Traders: who they are and what they do
Recently, we told you about trading in financial markets. As a reminder, trading is the conduct of financial transactions to buy or sell assets in order to make a profit by changing their value. Traders, also known as market participants, are in charge of concluding transactions.
Continue reading to find out who traders are, what traders are and what they do.
Who is a Trader?
A trader is a participant in the financial market who makes transactions to buy or sell assets. These may be currency pairs, indexes, futures contracts, cryptocurrencies, stocks, bonds, etc. The trader earns profit from the price difference between buying and selling the asset. For example, the quotes of currency pairs on Forex are constantly changing, which gives traders the opportunity to buy an asset at a lower price and then sell it at a higher one by choosing the best time.
The main task of a trader is not just trading, but making a profit through deals. To make the deals successful, a trader needs to study a lot. Basic knowledge includes understanding how the market works, deciding an asset for trading and the direction of a deal (buy or sell), and understanding how orders work on the currency market.
Besides, a trader should master basics of technical and fundamental analysis, know how to form and stick to the chosen trading strategy, determine entry points and optimal time for closing deals as well as manage risks.
Types of traders
Traders are divided into several categories:
– by type of financial market;
– by duration of trading;
– by type of qualification;
– by trading style.
Let’s take a closer look at each category.
By type of financial market: stock and Forex traders
Stock Market Traders
When trading in the stock market, traders invest in stocks or bonds, ETF funds or stock indexes. Stock market securities are bought with the goal of making a profit in the future when their price is higher than their purchase price.
Forex traders
The high volatility and liquidity of the Forex market gives traders the opportunity to buy and sell currency pairs at the best price at any time. The main objective is to buy or sell currency pairs in order to make a profit. If the price of a currency pair changes according to the trader’s forecast, the trader makes a profit; if it does not, the trader takes a loss.
To minimize risk, Forex traders use trade orders that allow them to automatically close or open trades at the optimal time. For example, with a stop-loss order, a trade will automatically close at a price set by the trader if the value of the asset moves in a negative direction.
By duration of trades: day traders, scalpers, short-term traders, midterm traders
Day traders
The deals of day traders are limited to one trading day. In other words, they perform all the operations during the day, but all the deals are closed at the end of the trading day.
Scalpers
Their main task is to conclude a great number of deals during a day that may amount to hundreds or thousands.
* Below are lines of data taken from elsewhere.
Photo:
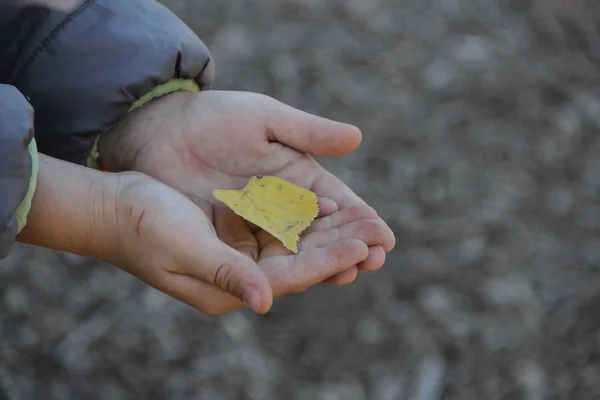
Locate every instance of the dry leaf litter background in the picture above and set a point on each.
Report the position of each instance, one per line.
(482, 150)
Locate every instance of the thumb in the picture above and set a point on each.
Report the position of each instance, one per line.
(309, 133)
(233, 272)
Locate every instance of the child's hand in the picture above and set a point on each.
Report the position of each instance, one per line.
(198, 142)
(164, 239)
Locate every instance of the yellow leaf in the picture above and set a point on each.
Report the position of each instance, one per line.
(274, 204)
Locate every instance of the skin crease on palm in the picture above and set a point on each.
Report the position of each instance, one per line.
(198, 142)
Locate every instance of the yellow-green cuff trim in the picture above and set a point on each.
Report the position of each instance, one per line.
(171, 86)
(23, 209)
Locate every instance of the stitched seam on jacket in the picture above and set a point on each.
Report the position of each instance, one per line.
(48, 39)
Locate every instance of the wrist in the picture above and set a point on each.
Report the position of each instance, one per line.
(117, 148)
(73, 210)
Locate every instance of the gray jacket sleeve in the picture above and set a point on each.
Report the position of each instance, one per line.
(80, 64)
(16, 132)
(83, 63)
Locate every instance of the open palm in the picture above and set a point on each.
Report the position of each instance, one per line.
(198, 142)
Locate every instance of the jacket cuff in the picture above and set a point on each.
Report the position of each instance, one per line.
(171, 86)
(23, 209)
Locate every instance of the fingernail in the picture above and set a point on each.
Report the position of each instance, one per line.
(252, 299)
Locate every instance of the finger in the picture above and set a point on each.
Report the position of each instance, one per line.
(233, 231)
(343, 278)
(373, 232)
(216, 263)
(309, 133)
(341, 217)
(326, 207)
(199, 294)
(327, 185)
(374, 261)
(289, 274)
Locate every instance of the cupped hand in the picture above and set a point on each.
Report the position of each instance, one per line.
(198, 142)
(164, 239)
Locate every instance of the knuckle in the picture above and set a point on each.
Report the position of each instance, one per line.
(223, 276)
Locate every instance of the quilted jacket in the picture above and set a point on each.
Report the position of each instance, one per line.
(69, 69)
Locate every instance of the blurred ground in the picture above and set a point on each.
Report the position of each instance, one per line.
(481, 149)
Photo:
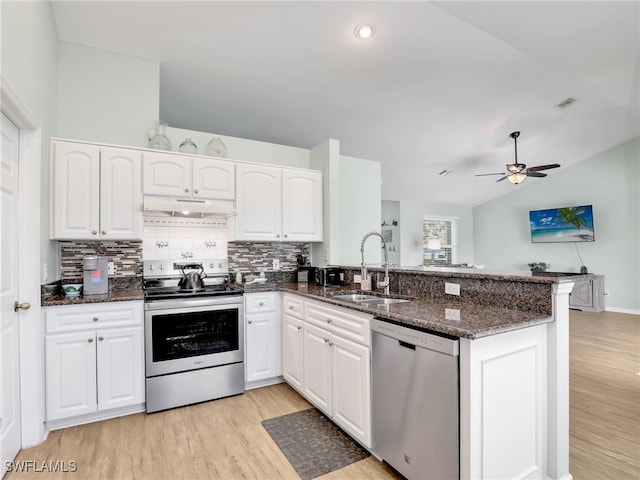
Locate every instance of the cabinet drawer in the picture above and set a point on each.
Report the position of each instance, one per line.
(257, 302)
(292, 305)
(350, 325)
(91, 316)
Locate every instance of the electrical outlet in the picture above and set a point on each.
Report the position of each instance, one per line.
(452, 314)
(452, 288)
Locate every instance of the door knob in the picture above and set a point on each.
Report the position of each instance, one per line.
(21, 306)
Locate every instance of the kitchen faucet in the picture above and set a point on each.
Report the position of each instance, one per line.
(363, 272)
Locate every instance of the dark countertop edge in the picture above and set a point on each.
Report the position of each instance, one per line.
(434, 326)
(481, 274)
(126, 296)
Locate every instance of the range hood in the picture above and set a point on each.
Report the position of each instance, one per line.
(187, 207)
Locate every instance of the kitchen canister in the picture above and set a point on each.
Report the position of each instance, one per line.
(216, 148)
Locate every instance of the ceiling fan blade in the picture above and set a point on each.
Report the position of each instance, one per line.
(537, 168)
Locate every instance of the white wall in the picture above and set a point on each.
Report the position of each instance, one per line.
(29, 62)
(106, 97)
(360, 207)
(608, 181)
(243, 149)
(411, 221)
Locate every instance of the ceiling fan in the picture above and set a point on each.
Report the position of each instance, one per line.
(517, 172)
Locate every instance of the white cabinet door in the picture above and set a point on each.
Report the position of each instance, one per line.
(258, 202)
(352, 388)
(263, 347)
(168, 175)
(301, 206)
(214, 179)
(317, 367)
(120, 367)
(292, 348)
(70, 371)
(75, 185)
(120, 194)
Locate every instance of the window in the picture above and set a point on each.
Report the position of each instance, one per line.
(443, 229)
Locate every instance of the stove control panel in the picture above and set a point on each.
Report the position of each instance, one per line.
(171, 268)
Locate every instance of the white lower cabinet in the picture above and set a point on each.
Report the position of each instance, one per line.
(262, 314)
(327, 358)
(94, 361)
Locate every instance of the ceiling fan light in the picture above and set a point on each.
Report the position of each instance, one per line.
(517, 178)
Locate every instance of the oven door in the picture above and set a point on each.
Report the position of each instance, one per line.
(192, 334)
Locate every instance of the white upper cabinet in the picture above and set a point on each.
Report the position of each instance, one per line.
(96, 192)
(186, 177)
(278, 204)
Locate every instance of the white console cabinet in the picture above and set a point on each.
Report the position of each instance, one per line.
(262, 314)
(94, 362)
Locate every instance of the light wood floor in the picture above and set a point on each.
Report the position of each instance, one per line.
(604, 411)
(225, 440)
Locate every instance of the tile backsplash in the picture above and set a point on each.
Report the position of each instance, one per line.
(126, 256)
(184, 239)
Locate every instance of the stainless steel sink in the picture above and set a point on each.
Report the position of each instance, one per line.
(382, 301)
(354, 297)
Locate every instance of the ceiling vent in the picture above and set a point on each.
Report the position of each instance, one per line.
(565, 103)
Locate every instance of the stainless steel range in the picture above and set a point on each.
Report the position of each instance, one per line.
(194, 333)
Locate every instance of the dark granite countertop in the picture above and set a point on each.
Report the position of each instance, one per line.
(476, 321)
(117, 296)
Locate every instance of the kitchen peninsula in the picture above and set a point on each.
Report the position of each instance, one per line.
(513, 358)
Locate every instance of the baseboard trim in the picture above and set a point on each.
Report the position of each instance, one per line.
(623, 310)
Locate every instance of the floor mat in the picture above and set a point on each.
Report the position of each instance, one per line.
(313, 444)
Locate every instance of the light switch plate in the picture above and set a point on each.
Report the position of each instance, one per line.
(452, 288)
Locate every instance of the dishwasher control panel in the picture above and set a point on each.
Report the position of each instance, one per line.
(416, 337)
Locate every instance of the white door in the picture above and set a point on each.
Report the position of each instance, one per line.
(70, 373)
(10, 428)
(317, 367)
(120, 370)
(292, 359)
(352, 388)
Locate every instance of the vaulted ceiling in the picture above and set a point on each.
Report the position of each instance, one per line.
(439, 85)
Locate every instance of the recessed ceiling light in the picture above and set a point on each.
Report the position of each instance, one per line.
(363, 31)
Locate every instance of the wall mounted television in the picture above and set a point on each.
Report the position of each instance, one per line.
(565, 224)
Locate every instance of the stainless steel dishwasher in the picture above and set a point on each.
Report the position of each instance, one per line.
(415, 401)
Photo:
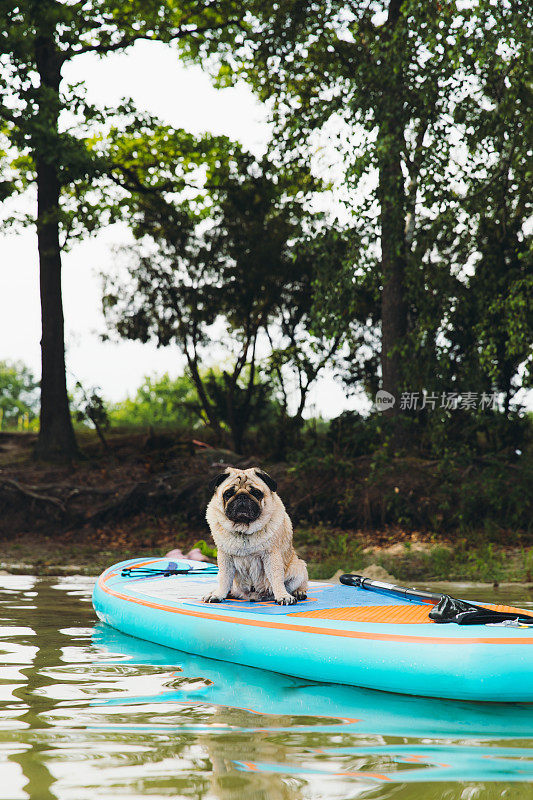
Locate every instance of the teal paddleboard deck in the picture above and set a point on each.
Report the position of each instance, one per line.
(340, 634)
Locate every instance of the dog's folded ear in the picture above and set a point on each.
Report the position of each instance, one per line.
(215, 482)
(265, 477)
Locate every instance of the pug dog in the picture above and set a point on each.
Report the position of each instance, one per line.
(253, 534)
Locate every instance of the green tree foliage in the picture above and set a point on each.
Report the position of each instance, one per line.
(430, 105)
(50, 130)
(162, 401)
(230, 254)
(18, 394)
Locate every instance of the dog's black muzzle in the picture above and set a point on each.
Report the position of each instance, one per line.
(242, 508)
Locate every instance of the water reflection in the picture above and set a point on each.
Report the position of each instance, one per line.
(88, 712)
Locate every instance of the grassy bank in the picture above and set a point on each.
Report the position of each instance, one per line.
(415, 519)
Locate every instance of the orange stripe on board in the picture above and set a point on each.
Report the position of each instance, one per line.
(394, 615)
(382, 637)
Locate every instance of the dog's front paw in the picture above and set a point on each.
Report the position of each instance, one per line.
(213, 597)
(286, 599)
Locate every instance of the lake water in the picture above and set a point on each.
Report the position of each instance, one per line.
(87, 713)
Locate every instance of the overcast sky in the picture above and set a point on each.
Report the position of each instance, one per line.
(152, 75)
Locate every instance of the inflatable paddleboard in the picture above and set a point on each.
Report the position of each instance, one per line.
(340, 634)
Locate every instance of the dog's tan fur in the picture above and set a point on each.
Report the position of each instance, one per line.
(255, 559)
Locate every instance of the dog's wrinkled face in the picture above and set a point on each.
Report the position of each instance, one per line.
(246, 498)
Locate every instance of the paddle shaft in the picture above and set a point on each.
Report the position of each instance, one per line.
(389, 588)
(431, 597)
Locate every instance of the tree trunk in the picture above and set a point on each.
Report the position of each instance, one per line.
(393, 257)
(56, 436)
(392, 218)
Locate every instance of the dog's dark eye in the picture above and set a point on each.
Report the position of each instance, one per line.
(228, 493)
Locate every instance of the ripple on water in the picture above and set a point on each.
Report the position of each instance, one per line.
(88, 713)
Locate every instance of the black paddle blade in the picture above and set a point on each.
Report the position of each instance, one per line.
(463, 613)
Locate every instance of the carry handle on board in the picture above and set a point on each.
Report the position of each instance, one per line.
(445, 608)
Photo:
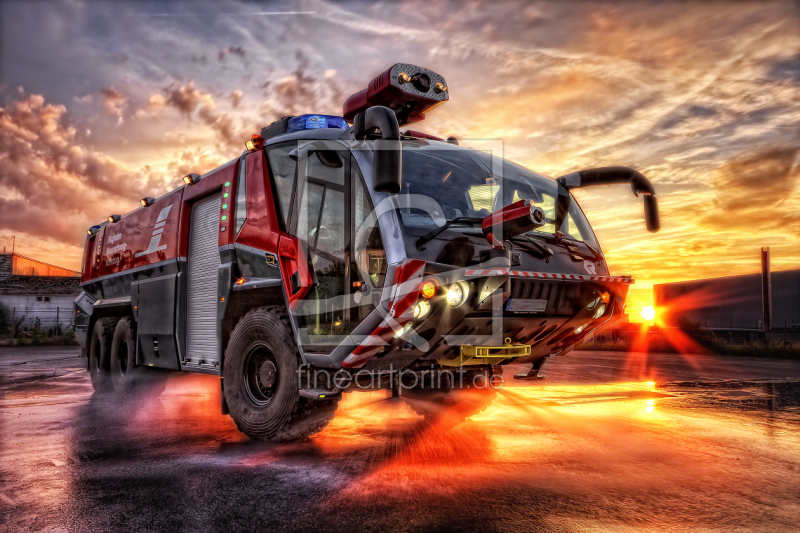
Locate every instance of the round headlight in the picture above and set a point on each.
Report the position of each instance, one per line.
(600, 311)
(421, 309)
(457, 294)
(429, 288)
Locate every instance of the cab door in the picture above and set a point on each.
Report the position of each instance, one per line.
(320, 220)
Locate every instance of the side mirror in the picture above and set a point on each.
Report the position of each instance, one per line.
(387, 156)
(651, 216)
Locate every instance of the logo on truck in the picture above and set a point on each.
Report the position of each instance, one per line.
(155, 240)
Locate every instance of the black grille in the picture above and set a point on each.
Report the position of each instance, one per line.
(563, 297)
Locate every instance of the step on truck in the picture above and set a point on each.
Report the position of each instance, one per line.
(338, 254)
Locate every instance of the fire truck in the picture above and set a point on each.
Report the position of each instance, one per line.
(339, 253)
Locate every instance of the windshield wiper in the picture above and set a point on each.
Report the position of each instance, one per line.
(470, 221)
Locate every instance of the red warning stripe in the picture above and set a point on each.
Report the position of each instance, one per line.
(549, 275)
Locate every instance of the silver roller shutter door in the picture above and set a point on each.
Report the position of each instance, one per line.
(201, 281)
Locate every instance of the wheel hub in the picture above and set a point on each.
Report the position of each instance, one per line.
(260, 375)
(267, 374)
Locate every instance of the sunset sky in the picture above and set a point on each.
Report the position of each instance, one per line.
(102, 103)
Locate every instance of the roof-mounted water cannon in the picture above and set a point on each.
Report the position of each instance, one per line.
(408, 90)
(514, 219)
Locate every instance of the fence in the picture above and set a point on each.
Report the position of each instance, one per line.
(26, 318)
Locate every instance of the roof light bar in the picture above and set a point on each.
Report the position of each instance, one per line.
(256, 142)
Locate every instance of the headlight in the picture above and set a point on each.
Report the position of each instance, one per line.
(403, 331)
(421, 309)
(457, 294)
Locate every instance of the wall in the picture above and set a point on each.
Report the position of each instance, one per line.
(57, 311)
(732, 302)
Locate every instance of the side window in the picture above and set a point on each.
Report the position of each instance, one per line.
(283, 170)
(241, 196)
(370, 256)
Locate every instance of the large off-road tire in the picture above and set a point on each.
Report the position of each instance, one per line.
(261, 382)
(128, 379)
(100, 354)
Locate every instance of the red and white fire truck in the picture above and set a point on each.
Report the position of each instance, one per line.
(339, 253)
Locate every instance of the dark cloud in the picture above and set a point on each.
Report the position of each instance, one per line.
(235, 50)
(113, 101)
(788, 69)
(236, 97)
(757, 180)
(58, 186)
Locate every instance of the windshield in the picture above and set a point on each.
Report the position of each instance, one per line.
(442, 182)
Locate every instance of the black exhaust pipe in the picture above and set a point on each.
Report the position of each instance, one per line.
(608, 176)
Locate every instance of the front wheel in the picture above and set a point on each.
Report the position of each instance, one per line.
(260, 380)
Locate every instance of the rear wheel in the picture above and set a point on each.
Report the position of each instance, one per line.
(126, 377)
(261, 382)
(470, 393)
(100, 354)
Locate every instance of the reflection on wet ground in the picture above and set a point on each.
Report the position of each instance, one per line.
(682, 454)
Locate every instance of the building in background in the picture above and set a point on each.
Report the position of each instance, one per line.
(731, 306)
(34, 291)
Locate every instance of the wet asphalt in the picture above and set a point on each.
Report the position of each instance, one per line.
(609, 442)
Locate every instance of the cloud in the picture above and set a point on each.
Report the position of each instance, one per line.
(114, 102)
(53, 186)
(757, 180)
(235, 50)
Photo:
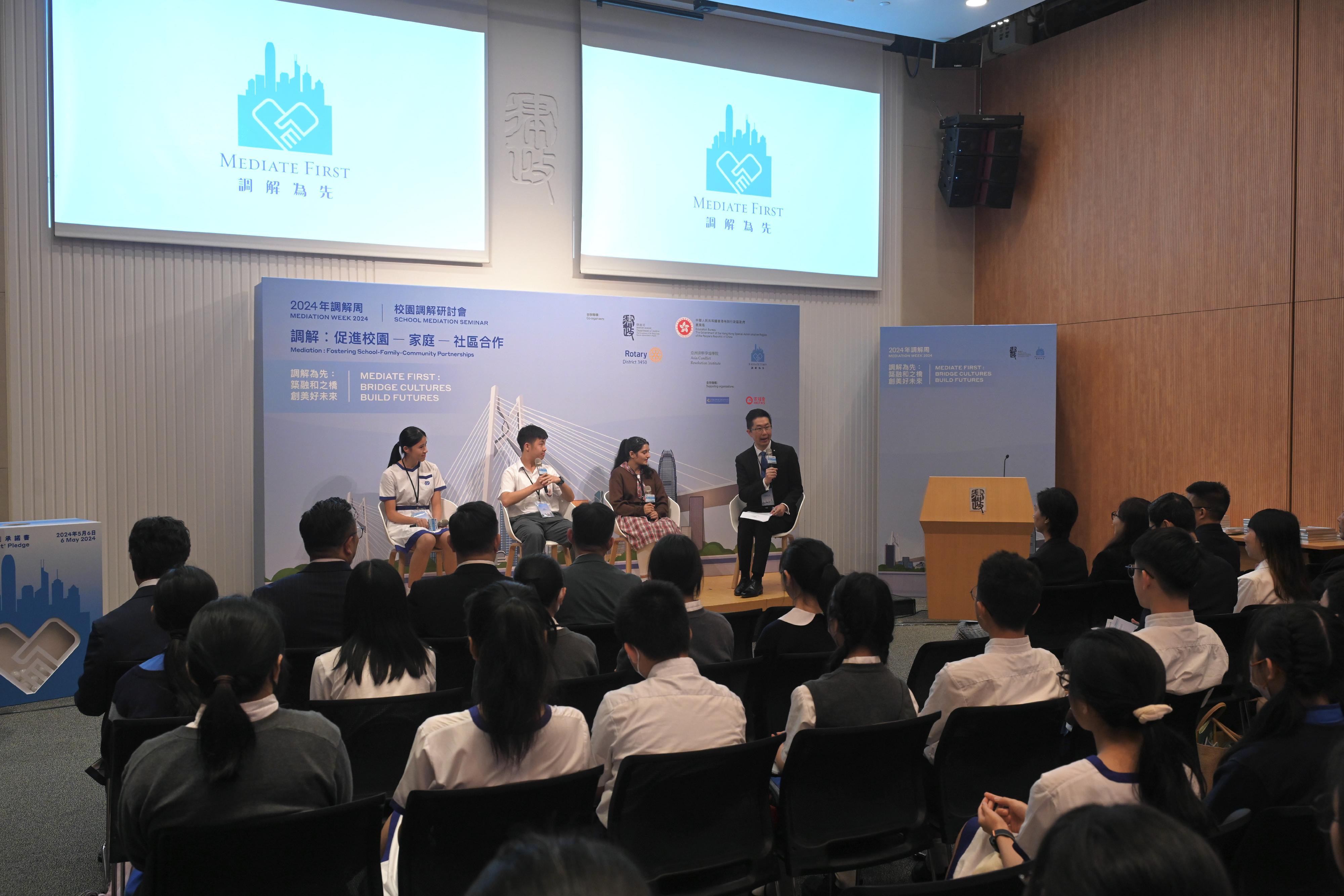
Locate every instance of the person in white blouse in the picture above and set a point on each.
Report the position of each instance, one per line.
(381, 656)
(1167, 565)
(1273, 539)
(1010, 671)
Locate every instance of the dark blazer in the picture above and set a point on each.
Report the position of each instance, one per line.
(127, 633)
(311, 604)
(1216, 542)
(439, 604)
(788, 483)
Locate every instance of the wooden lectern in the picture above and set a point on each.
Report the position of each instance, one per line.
(966, 519)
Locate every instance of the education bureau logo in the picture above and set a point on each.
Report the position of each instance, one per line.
(737, 160)
(288, 113)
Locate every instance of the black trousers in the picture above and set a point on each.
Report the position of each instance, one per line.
(755, 543)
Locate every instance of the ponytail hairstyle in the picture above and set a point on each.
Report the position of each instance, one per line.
(1116, 675)
(232, 652)
(411, 437)
(1307, 643)
(181, 594)
(1280, 538)
(861, 608)
(513, 666)
(378, 628)
(812, 565)
(623, 455)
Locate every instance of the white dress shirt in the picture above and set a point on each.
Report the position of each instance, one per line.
(1007, 674)
(1256, 586)
(1193, 653)
(675, 710)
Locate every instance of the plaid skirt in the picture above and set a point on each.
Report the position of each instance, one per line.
(640, 531)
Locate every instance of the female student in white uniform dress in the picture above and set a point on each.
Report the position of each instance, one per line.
(412, 494)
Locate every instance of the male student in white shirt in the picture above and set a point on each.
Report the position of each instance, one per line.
(1167, 565)
(675, 709)
(1010, 671)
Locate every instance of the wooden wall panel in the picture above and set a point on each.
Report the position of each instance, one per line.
(1320, 152)
(1157, 166)
(1319, 412)
(1151, 405)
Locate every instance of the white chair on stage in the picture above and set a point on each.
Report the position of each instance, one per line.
(736, 508)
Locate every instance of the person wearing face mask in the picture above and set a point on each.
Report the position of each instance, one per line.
(675, 709)
(1298, 664)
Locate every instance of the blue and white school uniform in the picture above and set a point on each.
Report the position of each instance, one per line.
(412, 489)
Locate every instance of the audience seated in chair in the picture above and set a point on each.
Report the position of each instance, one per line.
(1167, 566)
(859, 690)
(808, 570)
(1116, 686)
(1296, 660)
(573, 655)
(511, 734)
(593, 586)
(1010, 671)
(161, 688)
(437, 602)
(312, 601)
(1060, 561)
(157, 545)
(675, 709)
(381, 656)
(244, 757)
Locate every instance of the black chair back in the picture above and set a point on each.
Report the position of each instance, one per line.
(933, 656)
(454, 664)
(587, 694)
(853, 797)
(378, 733)
(698, 823)
(450, 836)
(607, 644)
(963, 770)
(322, 852)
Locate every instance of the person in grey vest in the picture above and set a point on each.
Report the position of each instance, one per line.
(859, 690)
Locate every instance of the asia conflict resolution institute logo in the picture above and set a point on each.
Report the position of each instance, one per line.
(288, 113)
(737, 162)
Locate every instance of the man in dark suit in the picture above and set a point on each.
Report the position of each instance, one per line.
(769, 481)
(1210, 502)
(439, 604)
(130, 633)
(312, 601)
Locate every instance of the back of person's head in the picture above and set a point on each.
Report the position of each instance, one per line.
(861, 610)
(1282, 539)
(1173, 558)
(181, 594)
(812, 566)
(1010, 588)
(158, 545)
(233, 647)
(593, 526)
(1124, 682)
(472, 528)
(378, 627)
(514, 675)
(653, 620)
(678, 561)
(1123, 851)
(1173, 508)
(327, 526)
(1213, 496)
(560, 867)
(1061, 508)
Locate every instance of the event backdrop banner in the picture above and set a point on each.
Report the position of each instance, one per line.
(342, 369)
(956, 401)
(50, 594)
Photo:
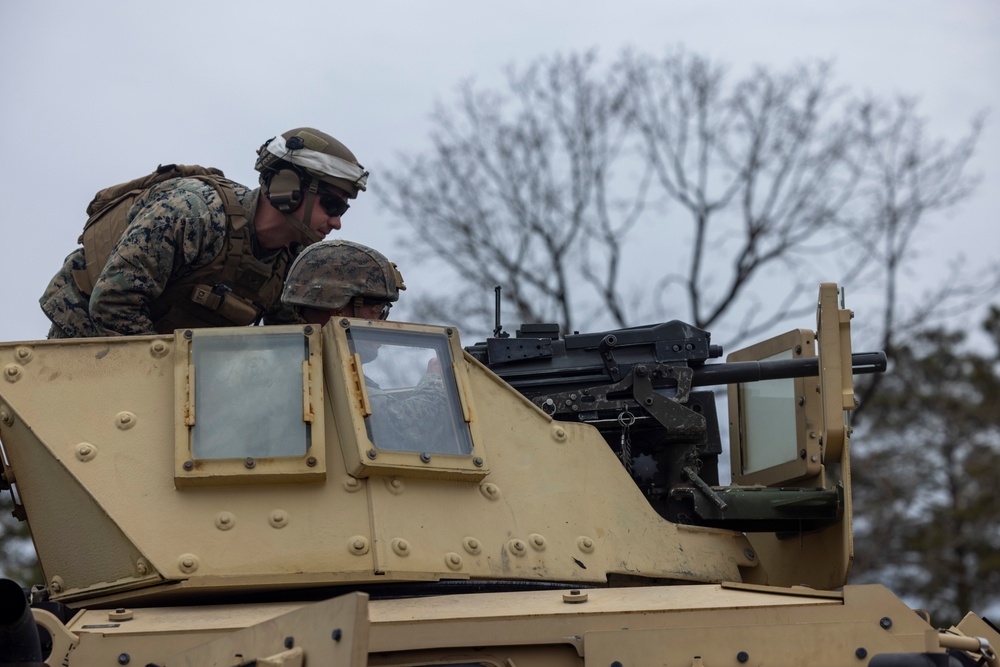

The duration of such transactions does not exceed several minutes, sometimes even seconds. In this way, traders gain profit by making the smallest price changes. This strategy may seem to be inefficient at a first glance, but in case of a great number of deals a trader receives considerable income.
Short-Term
They are also called “position traders”. Such traders open deals of many days duration and close them before weekends or holidays to take profit.
Midterm
They earn by monitoring weekly trends and open trades when they change. Midterm traders make several dozens of trades per year.
By qualification type: private and professional traders
Private
Retail traders who have basic knowledge and skills of trading on financial markets. As a rule, private traders are engaged in trading in their spare time and make small profits. The knowledge they gain from trading with demo accounts where they can practice trading with virtual money.
Professional
Experienced traders who have a deep knowledge of the foreign exchange market. They understand in which situations to use one or another strategy and are proficient in carrying out fundamental and technical analysis. They also dedicate all their working time to trading because it is their main source of income.
By trading style: “bulls” and “bears”
The value of assets in the currency market is constantly changing. Market participants are divided into two types: “bulls” and “bears”. These animals represent the price situation on the market, and they are chosen for a reason: bulls attack their opponents by throwing them into the air and bears throw their prey on the ground. Bulls and bears operate in the same way in the currency market.
“Bulls”
Traders who anticipate a rise in price and buy assets, making a profit when the value rises. Thus, “bulls” trade on price appreciation.
“Bears”
Traders who predict a fall in price and sell assets. If the number of “bears” prevails, quotations fall, which gives an opportunity to buy an asset at a low price in order to sell it later at a higher price.
Trader’s outlook and income
Trader’s income directly depends on the initial deposit amount, trading strategy decided and trader’s skills and knowledge. The more knowledge about the financial markets a trader has, the higher profit he can make.
It is very important for a trader to be stress-proof, not to buy/sell impulsively, to have analytical and critical thinking in order to analyze and forecast the situation based on the data. To be successful in trading, you need to be constantly aware of everything that is happening in the stock market in general and with the assets you buy in particular. It is essential not only to know this information, but also to interpret it correctly.
If the trader constantly learns and applies the knowledge in practice, the profitability and future prospects will only increase.